Hello, I have a 2008 Specialized S Works Roubaix with Sram Red and Roval wheels. The bike rides really smooth and it is super light as would be expected for a bike of this caliber and cost. So, I will mention the things that are not so smooth. Front shifting with the s works chain rings is down right poor or probably worse. The only other thing I noticed is it is not as quick as my other ride (seven elium sg). I guess you sacrifice some zip for comfort. All in all a pretty good bike for what it was intended a comfortable performance ride.


----------



## pgk (Jun 30, 2008)

marckap said:


> Ultegra SL works very nice no issues - The only issue with the bike is my seatpost - I got the Spec S-works carbon seatpost and it creaks, I believe where the post enters the frame, we have tried everything, I am changing the post and getting a Thomson Elite post - I have 2 bikes so I tried the specialized toupe saddle on my other bike and no creaks- I know it's the post causing the creaks. Other then that I love the bike and the SL group works great, every thing is SL except for the Front Der which is a Dura-ace.
> Enjoy your new ride


I have a 2008 Roubaix Expert that the seat post also creaked, I ended up putting anti-seeze compound on the post, and re- torqing.
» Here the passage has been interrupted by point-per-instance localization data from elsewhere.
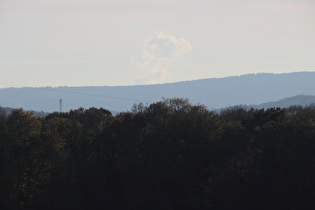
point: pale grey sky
(107, 42)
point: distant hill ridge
(302, 100)
(215, 93)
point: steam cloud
(159, 52)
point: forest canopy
(166, 155)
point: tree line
(166, 155)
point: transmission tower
(60, 105)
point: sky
(135, 42)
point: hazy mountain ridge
(214, 93)
(301, 100)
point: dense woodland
(167, 155)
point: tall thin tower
(60, 105)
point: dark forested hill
(214, 93)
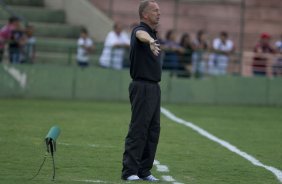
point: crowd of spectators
(188, 56)
(197, 56)
(19, 41)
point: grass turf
(96, 131)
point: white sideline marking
(21, 78)
(164, 168)
(93, 181)
(89, 145)
(168, 178)
(253, 160)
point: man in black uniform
(145, 70)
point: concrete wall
(66, 82)
(261, 16)
(82, 13)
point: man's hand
(155, 47)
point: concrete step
(62, 58)
(35, 14)
(61, 45)
(25, 2)
(52, 29)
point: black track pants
(144, 130)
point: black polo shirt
(144, 65)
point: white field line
(89, 145)
(94, 181)
(253, 160)
(164, 169)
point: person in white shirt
(114, 48)
(277, 68)
(84, 47)
(222, 48)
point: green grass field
(90, 146)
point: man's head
(149, 12)
(14, 21)
(223, 36)
(83, 33)
(265, 38)
(118, 27)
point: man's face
(152, 14)
(16, 24)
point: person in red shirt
(261, 50)
(6, 33)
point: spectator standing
(16, 44)
(222, 48)
(114, 48)
(186, 57)
(6, 32)
(84, 47)
(172, 50)
(277, 68)
(200, 54)
(261, 58)
(29, 48)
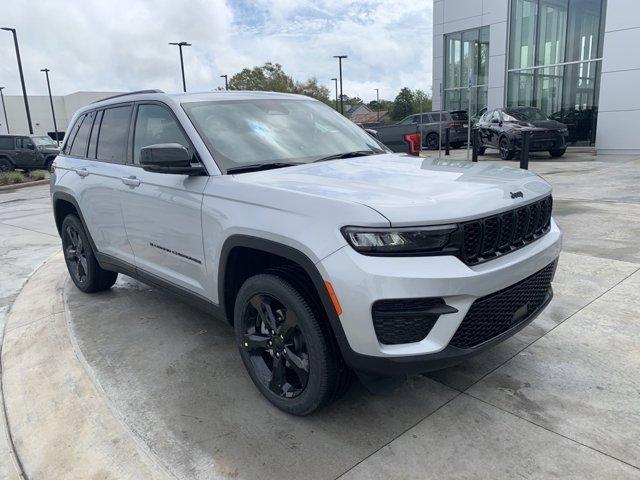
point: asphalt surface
(559, 399)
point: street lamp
(53, 112)
(340, 57)
(180, 45)
(4, 108)
(24, 89)
(335, 80)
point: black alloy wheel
(286, 343)
(505, 150)
(75, 254)
(83, 267)
(276, 346)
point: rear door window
(155, 124)
(79, 146)
(114, 134)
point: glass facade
(466, 64)
(555, 51)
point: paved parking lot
(559, 399)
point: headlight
(399, 241)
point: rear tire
(287, 350)
(81, 262)
(6, 165)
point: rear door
(162, 211)
(99, 147)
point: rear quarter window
(6, 143)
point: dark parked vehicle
(502, 128)
(27, 152)
(435, 123)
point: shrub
(9, 178)
(37, 175)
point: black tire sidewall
(92, 265)
(321, 363)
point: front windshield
(44, 142)
(526, 114)
(257, 131)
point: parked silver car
(327, 253)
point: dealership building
(576, 60)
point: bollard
(447, 134)
(524, 152)
(474, 146)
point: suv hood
(410, 190)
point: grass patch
(11, 178)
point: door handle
(131, 181)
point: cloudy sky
(119, 45)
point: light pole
(53, 112)
(180, 45)
(340, 57)
(24, 89)
(335, 80)
(6, 122)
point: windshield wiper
(256, 167)
(357, 153)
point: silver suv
(327, 253)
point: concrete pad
(580, 279)
(602, 229)
(468, 439)
(582, 380)
(176, 376)
(61, 426)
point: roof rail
(129, 93)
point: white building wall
(619, 104)
(40, 108)
(451, 16)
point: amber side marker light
(334, 297)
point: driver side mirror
(168, 158)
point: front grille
(496, 313)
(490, 237)
(405, 320)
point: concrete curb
(17, 186)
(59, 423)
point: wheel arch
(64, 204)
(231, 263)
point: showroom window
(555, 52)
(466, 69)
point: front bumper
(360, 281)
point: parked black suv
(27, 152)
(502, 129)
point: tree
(271, 78)
(403, 104)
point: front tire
(287, 350)
(81, 261)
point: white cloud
(123, 45)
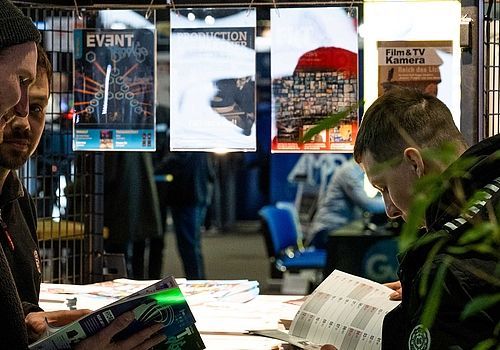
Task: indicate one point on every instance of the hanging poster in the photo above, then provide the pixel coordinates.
(422, 65)
(114, 90)
(212, 79)
(314, 71)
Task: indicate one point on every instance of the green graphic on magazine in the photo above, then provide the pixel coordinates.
(167, 306)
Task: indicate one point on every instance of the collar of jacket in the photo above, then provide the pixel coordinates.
(484, 166)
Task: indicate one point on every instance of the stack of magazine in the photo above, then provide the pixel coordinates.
(161, 302)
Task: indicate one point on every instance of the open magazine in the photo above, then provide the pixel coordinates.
(160, 302)
(345, 310)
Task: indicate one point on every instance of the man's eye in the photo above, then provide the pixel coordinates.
(36, 110)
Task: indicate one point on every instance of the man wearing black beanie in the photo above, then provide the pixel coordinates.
(18, 38)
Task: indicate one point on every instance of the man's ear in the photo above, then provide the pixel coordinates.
(414, 158)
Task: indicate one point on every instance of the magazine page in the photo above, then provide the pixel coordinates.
(167, 306)
(346, 311)
(314, 73)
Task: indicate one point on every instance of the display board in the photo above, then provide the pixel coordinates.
(314, 72)
(416, 64)
(114, 90)
(212, 79)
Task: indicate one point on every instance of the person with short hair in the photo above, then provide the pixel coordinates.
(22, 118)
(407, 135)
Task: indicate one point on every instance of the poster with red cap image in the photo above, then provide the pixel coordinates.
(423, 65)
(314, 72)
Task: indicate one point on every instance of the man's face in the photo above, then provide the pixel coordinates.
(17, 71)
(21, 134)
(394, 182)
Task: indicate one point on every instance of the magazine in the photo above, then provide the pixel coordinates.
(162, 302)
(345, 310)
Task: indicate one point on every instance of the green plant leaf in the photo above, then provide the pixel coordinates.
(487, 344)
(329, 122)
(480, 303)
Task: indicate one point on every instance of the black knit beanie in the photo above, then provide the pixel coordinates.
(15, 27)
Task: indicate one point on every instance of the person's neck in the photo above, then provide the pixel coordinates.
(3, 176)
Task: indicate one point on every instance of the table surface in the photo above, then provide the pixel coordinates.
(222, 325)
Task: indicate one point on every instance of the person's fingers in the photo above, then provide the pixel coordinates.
(35, 322)
(136, 340)
(63, 317)
(149, 343)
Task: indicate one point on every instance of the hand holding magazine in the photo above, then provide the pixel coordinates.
(161, 302)
(345, 310)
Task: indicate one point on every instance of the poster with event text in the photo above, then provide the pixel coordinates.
(114, 90)
(314, 72)
(212, 79)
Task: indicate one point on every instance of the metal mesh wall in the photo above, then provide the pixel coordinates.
(63, 183)
(491, 68)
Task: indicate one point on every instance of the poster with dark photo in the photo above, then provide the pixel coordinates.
(422, 65)
(212, 79)
(314, 71)
(114, 90)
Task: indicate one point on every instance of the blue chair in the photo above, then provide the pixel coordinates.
(282, 242)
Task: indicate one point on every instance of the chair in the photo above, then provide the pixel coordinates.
(282, 242)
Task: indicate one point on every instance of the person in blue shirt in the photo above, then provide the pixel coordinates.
(344, 201)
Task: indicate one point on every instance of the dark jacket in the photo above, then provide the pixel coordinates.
(19, 263)
(446, 222)
(17, 211)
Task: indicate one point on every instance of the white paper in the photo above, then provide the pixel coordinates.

It was kind of strange intially the creak was still there after applying the anti sieze until I rode the bike a few miles. Hasn't creaked since. Nice bike by the way. I purchased my Roubaix with the triple and found that I didn't use the 30 ring much at all so I purchased a 7900 Dura-Ace about a month ago and installed it, along with a pair of Reynolds Assault wheel set. So far I'm a happy camper.
Get out and ride...


----------